Hacker News new | ask | show | jobs
by godelski 642 days ago
As a ML person who's also worked on HPC stuff, you will most certainly save money by doing this and there are plenty of benefits. It is generally a good idea, but there is a bit more barrier to entry and you need in house expertise.

So important piece of advice. If you can, hire an admin with HPC experience. If you can't, find ML people with HPC experience. Things you can ask about are slurm, environment modules (this clear sign!), what a flash buffer is, zfs, what they know about pytorch DDP, their linux experience, if they've built a cluster before, adminning linux, and so on. If you need a test, ask them to write a simple bash script to run some task and see if everything has functions and if they know how to do variable defaults. With these guys, they won't know everything but they'll be able to pick up the slack and probably enjoy it. As long as you have more than one. Adminning is a shitty job so if you only have one they'll hate their life.

There are plenty of ML people who have this experience[0], and you'll really reap rewards for having a few people with even a bit of this knowledge. Without this knowledge it is easy to buy the wrong things or have your system run far from efficient and end up with frustrated engineers/researchers. Even with only a handful of people running experiments schedulers (like slurm) still have huge benefits. You can do more complicated sweeps than wandb, batch submit jobs, track usage, allocate usage, easily cut up your nodes or even a single machine into {dev,prod,train,etc} spaces, and much more. Most importantly, a scheduler (slurm) will help prevent your admin from quitting as it'll help prevent them from going into a spiral of frustration.

[0] At least in my experience these tend to be higher quality ML people too, but not always. I think we can infer why there would be a correlation (details).

1 comments

Nice ideas, but we have chosen a really simple Kubernetes deployment. We only install the host OS (ubuntu server) and then join the self-hosted GPUs as workers in a Kubernetes cluster.

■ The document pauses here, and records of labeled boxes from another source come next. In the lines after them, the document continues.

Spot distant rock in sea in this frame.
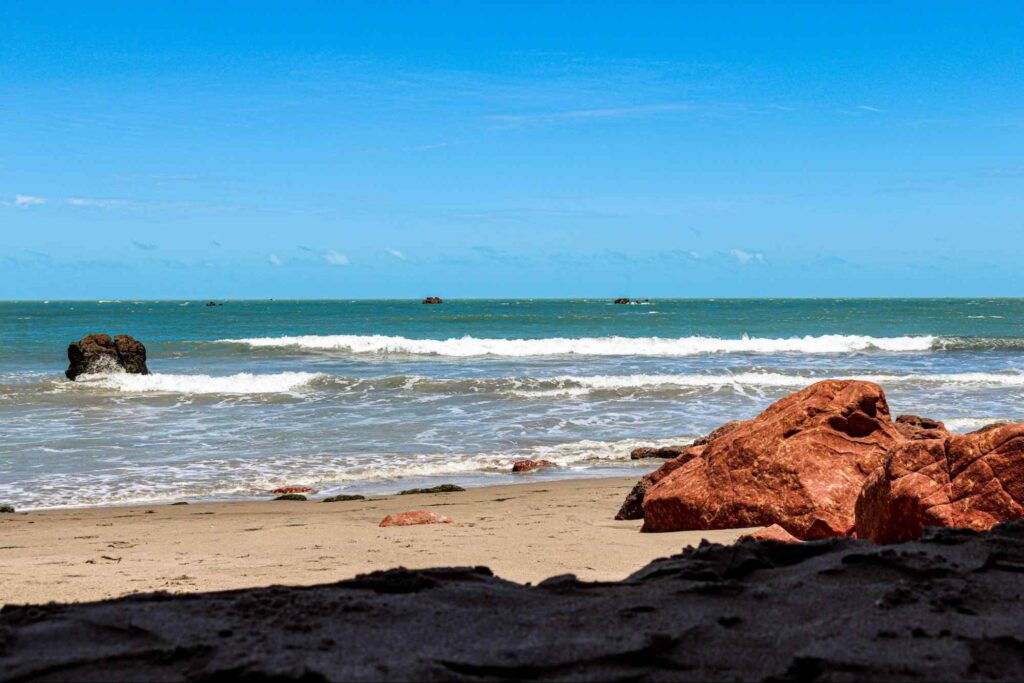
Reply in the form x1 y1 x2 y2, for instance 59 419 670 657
65 334 150 380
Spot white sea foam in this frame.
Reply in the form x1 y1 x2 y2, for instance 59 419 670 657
60 373 324 394
219 335 936 357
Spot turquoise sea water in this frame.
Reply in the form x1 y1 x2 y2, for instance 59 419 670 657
0 299 1024 508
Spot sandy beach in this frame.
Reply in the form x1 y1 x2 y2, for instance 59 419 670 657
0 477 742 604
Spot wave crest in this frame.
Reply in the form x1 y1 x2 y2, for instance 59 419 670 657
218 335 936 357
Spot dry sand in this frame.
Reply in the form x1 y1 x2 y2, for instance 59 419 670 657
0 475 743 604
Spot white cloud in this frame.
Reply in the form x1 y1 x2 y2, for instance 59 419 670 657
324 249 350 265
729 249 765 265
68 197 135 209
14 195 46 209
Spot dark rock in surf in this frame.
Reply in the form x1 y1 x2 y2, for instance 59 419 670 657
65 335 150 380
398 483 466 496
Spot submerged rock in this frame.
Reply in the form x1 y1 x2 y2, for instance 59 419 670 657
896 415 949 439
65 334 150 380
398 483 466 496
643 380 904 540
380 510 452 526
323 494 367 503
856 424 1024 543
512 460 555 472
270 486 316 494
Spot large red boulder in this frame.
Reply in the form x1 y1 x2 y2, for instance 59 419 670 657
856 424 1024 543
643 380 905 540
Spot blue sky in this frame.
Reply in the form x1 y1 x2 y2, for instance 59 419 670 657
0 1 1024 299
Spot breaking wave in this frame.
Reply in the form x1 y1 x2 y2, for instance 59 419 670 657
65 373 325 394
218 335 939 357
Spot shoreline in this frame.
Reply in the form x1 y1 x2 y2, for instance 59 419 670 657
0 477 746 605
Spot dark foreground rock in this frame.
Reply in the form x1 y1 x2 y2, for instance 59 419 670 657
65 335 150 380
6 524 1024 681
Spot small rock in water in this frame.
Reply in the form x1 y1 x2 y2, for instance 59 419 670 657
380 510 452 526
65 334 150 380
324 494 367 503
398 483 466 496
512 460 555 472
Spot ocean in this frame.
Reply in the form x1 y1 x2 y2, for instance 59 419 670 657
0 299 1024 509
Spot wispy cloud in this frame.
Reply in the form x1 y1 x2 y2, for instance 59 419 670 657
324 249 351 265
729 249 765 265
68 197 135 209
486 102 694 125
14 195 46 209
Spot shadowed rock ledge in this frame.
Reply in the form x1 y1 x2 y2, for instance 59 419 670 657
0 522 1024 681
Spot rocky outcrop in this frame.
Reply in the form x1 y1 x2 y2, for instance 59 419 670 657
643 380 904 540
630 445 690 460
615 445 705 520
270 486 316 494
856 424 1024 544
739 524 800 543
65 335 150 380
512 460 555 472
896 415 949 439
6 524 1024 681
380 510 452 526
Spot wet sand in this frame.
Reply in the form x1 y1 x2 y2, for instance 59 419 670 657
0 475 744 604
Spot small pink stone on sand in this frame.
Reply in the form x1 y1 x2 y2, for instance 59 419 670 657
381 510 452 526
270 486 316 495
740 524 800 543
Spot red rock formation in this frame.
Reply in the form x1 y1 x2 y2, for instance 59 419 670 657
643 380 904 540
856 424 1024 543
512 460 555 472
380 510 452 526
739 524 800 543
896 415 949 439
270 486 316 494
615 445 705 519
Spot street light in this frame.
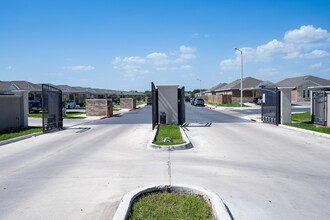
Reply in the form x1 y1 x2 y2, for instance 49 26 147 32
197 79 202 96
235 48 243 107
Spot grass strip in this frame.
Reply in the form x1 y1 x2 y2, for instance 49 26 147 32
153 125 186 145
291 112 311 123
28 112 86 119
205 102 251 107
0 126 42 141
129 192 213 220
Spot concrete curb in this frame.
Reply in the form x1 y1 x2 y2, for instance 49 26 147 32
278 124 330 139
148 126 193 151
113 185 232 220
0 131 43 146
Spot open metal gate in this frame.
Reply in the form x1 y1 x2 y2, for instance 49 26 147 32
261 86 281 125
151 82 158 130
42 84 63 132
178 86 186 125
311 90 327 125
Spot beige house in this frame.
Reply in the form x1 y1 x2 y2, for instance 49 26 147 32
276 75 330 102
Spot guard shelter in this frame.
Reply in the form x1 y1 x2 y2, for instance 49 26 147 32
151 83 185 129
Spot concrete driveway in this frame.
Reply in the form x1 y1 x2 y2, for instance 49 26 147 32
0 104 330 219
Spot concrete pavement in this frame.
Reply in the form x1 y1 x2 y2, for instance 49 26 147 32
0 104 330 219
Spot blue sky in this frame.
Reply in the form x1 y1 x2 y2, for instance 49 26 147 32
0 0 330 91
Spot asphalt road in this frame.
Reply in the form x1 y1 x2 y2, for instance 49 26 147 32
0 103 330 219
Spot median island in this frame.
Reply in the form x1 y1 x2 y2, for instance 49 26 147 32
153 125 186 145
129 192 214 220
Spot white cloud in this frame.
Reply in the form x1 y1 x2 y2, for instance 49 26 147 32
65 65 95 71
309 62 322 69
284 25 330 43
123 56 147 64
112 57 121 64
180 45 196 53
220 25 330 69
180 65 192 70
146 53 170 65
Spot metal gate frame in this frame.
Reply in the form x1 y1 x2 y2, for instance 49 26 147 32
41 84 63 132
178 86 186 125
311 90 328 126
261 86 281 126
151 82 158 130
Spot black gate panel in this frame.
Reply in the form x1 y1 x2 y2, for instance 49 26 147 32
42 84 63 132
261 86 281 125
151 82 158 130
311 90 327 125
178 87 186 125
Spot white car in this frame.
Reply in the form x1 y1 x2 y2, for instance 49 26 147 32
65 100 76 108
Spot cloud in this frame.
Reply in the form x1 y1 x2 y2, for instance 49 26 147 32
284 25 330 43
64 65 95 71
180 45 196 53
112 57 121 64
309 62 322 69
220 25 330 70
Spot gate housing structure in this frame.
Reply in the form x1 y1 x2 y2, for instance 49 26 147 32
311 90 328 126
261 86 281 125
178 86 186 125
151 82 158 130
42 84 63 132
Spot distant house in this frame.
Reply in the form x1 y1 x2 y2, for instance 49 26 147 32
215 77 263 103
276 75 330 102
204 83 227 95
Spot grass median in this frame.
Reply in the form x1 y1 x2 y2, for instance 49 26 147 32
0 127 42 141
153 125 186 145
129 192 213 220
29 112 86 119
286 112 330 134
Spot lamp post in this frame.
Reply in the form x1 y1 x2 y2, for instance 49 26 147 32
197 79 202 96
235 48 243 107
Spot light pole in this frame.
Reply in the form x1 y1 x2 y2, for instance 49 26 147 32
235 48 243 107
197 79 202 96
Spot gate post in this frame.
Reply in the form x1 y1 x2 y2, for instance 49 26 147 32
278 87 294 124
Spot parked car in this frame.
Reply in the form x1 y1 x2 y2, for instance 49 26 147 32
190 97 196 105
194 98 204 106
65 100 76 108
147 97 152 105
29 101 42 113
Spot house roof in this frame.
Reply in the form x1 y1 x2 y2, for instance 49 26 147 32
205 83 227 93
276 75 330 87
215 77 262 91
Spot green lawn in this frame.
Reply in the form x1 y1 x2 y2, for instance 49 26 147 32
29 112 86 119
286 112 330 134
205 102 251 107
291 112 311 122
129 192 213 220
153 125 186 145
0 127 42 141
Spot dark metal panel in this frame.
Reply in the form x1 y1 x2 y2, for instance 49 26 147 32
178 87 186 125
311 90 328 126
151 82 158 130
41 84 63 132
261 86 281 125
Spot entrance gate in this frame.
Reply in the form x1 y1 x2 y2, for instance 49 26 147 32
261 86 281 125
178 86 186 125
151 82 158 130
42 84 63 132
311 90 327 125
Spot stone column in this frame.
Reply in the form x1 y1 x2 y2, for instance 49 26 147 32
278 87 294 124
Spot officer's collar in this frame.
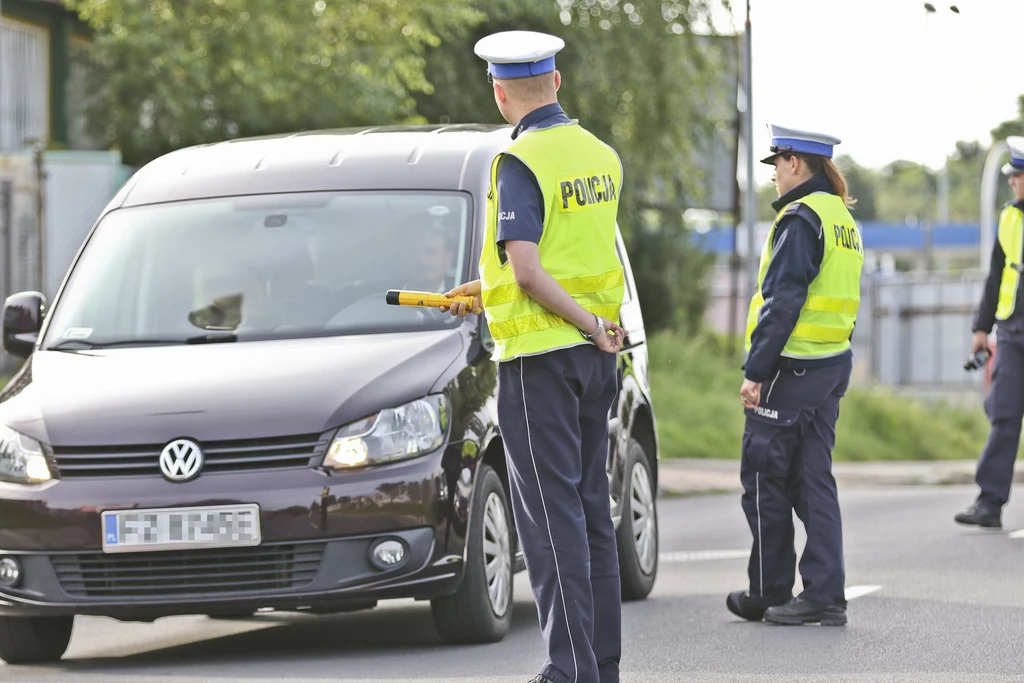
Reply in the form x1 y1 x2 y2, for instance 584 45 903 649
771 173 836 211
512 102 565 140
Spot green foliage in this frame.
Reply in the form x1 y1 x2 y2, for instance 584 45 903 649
650 333 988 461
68 0 738 329
417 0 738 330
67 0 481 165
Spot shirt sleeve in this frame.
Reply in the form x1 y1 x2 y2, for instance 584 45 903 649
971 235 1007 334
743 205 824 382
498 155 544 244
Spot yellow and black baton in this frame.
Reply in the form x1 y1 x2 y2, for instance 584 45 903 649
385 290 479 312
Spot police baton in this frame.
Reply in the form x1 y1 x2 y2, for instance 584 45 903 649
384 290 482 313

No other task is needed and our Grafana monitors if the server (and its containers) are up and running.

Sorry, my suggestion was if you need to do training. If you're only serving then the suggestions I made aren't as valuable and something like what you've done probably make more sense. But you want a proper cluster setup to do multigpu and especially multi node stuff
> "Would you mind sharing the name of the data center?"

Curious to know what you use other than grafana in your monitoring stack. We use prometheus for metrics/alerts and Loki/promtail for logs.